Its stock isn't cheap at 26 times this year's sales. However, it could still easily grow its revenue by 30% to 50% for the foreseeable future -- which suggests it could grow into that premium valuation

2. Ferrari: The defensive luxury play

As one of the top luxury supercar makers in the world, Ferrari is well insulated from inflation and a potential recession because its affluent customers are largely resistant to economic downturns. Its brand appeal also gives it the ability to comfortably offset any higher costs with price hikes.

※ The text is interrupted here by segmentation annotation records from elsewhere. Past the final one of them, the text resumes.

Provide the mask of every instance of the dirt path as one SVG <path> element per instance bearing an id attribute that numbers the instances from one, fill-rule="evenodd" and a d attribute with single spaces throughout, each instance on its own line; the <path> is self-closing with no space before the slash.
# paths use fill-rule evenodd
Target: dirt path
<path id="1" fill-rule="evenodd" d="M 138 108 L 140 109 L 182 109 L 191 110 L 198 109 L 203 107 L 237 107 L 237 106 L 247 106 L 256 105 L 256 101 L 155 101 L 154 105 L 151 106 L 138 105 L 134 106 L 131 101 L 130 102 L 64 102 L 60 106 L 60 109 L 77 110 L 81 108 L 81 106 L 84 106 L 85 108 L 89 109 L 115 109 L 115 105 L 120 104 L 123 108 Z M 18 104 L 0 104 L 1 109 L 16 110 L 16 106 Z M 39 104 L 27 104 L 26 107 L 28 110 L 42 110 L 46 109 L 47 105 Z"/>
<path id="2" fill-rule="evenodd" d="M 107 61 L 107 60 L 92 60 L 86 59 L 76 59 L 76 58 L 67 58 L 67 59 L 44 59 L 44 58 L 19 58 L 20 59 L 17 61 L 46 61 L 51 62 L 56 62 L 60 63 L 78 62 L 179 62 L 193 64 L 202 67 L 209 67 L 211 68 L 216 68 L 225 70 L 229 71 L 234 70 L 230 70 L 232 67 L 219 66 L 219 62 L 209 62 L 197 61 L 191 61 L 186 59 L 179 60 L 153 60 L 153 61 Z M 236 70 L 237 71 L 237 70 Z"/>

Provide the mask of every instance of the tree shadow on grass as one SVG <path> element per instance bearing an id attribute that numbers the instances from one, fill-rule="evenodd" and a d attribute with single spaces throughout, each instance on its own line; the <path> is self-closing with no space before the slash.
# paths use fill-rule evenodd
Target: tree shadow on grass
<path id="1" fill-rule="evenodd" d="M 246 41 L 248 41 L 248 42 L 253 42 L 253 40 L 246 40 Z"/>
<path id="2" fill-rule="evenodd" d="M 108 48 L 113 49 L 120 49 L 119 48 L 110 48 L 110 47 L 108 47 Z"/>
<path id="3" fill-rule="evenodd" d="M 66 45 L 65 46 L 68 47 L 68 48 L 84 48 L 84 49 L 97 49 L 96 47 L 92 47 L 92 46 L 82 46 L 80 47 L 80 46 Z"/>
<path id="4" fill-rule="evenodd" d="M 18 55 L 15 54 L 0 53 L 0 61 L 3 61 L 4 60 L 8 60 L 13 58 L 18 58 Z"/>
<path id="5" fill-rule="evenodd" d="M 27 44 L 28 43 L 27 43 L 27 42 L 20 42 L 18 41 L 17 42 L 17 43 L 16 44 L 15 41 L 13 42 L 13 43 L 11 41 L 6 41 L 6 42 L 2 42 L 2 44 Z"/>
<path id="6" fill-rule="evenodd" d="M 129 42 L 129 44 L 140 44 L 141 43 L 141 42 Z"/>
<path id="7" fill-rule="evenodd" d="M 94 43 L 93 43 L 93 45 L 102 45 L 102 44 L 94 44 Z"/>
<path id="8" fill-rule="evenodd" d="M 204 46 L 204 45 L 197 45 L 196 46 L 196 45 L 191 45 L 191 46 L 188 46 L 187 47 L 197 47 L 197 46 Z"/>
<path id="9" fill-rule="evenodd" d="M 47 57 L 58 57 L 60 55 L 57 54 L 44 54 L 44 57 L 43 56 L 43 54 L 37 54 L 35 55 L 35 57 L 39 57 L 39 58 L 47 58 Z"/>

Ferrari ships only a few thousand vehicles each year, so its supply chain is smaller and easier to manage than that of larger automakers. That focus reduces its exposure to the ongoing supply chain headwinds.

Between 2016 and 2021, Ferrari's annual shipments rose from 8,014 to 11,155 while its revenue grew at a compound annual rate of 7% from 3.1 billion euros to 4.3 billion euros ($4.4 billion). Its margin based on adjusted EBITDA (earnings before interest, taxes, depreciation, and amortization) expanded from 28.3% to 35.9%, and its adjusted earnings per share (EPS) more than doubled. For 2022, it expects its revenue to rise 15% to $5 billion and for its adjusted EPS to increase 7% to 9%.

Ferrari's stock isn't cheap at 43 times forward earnings, but its shipments will likely continue to climb over the next few years -- regardless of how rising interest rates, inflation, volatile gas prices, and supply chain headwinds affect the broader auto industry.

3. The TJX Companies: The off-price retail play

TJX owns the off-price retailers TJ Maxx, Marshalls, HomeGoods, Homesense, and Sierra Trading Post. Its core strategy is simple: It buys liquidated inventories from other retailers at rock-bottom prices, then sells them back to customers at 20% to 60% lower prices than full-price retailers.

To accomplish that, TJX leverages a team of over 1,200 associates to source products from approximately 21,000 vendors across 100 countries. It then rotates those products quickly to encourage shoppers to regularly visit its stores. That shrewd approach enabled TJX to profit from the "retail apocalypse" and expand its brick-and-mortar footprint as other retailers retreated.

Between fiscal 2017 and 2022 (which ended in January), TJX's annual revenue rose at a compound annual rate of 8%, but its adjusted EPS declined as it racked up higher expenses throughout the pandemic. In fiscal 2023, however, analysts expect its revenue and adjusted EPS to grow 6% and 11%, respectively.

TJX's stock is reasonably valued at 22 times next year's earnings, and its reputation as an evergreen, recession-resistant investment could help it easily outperform the market over the next three years.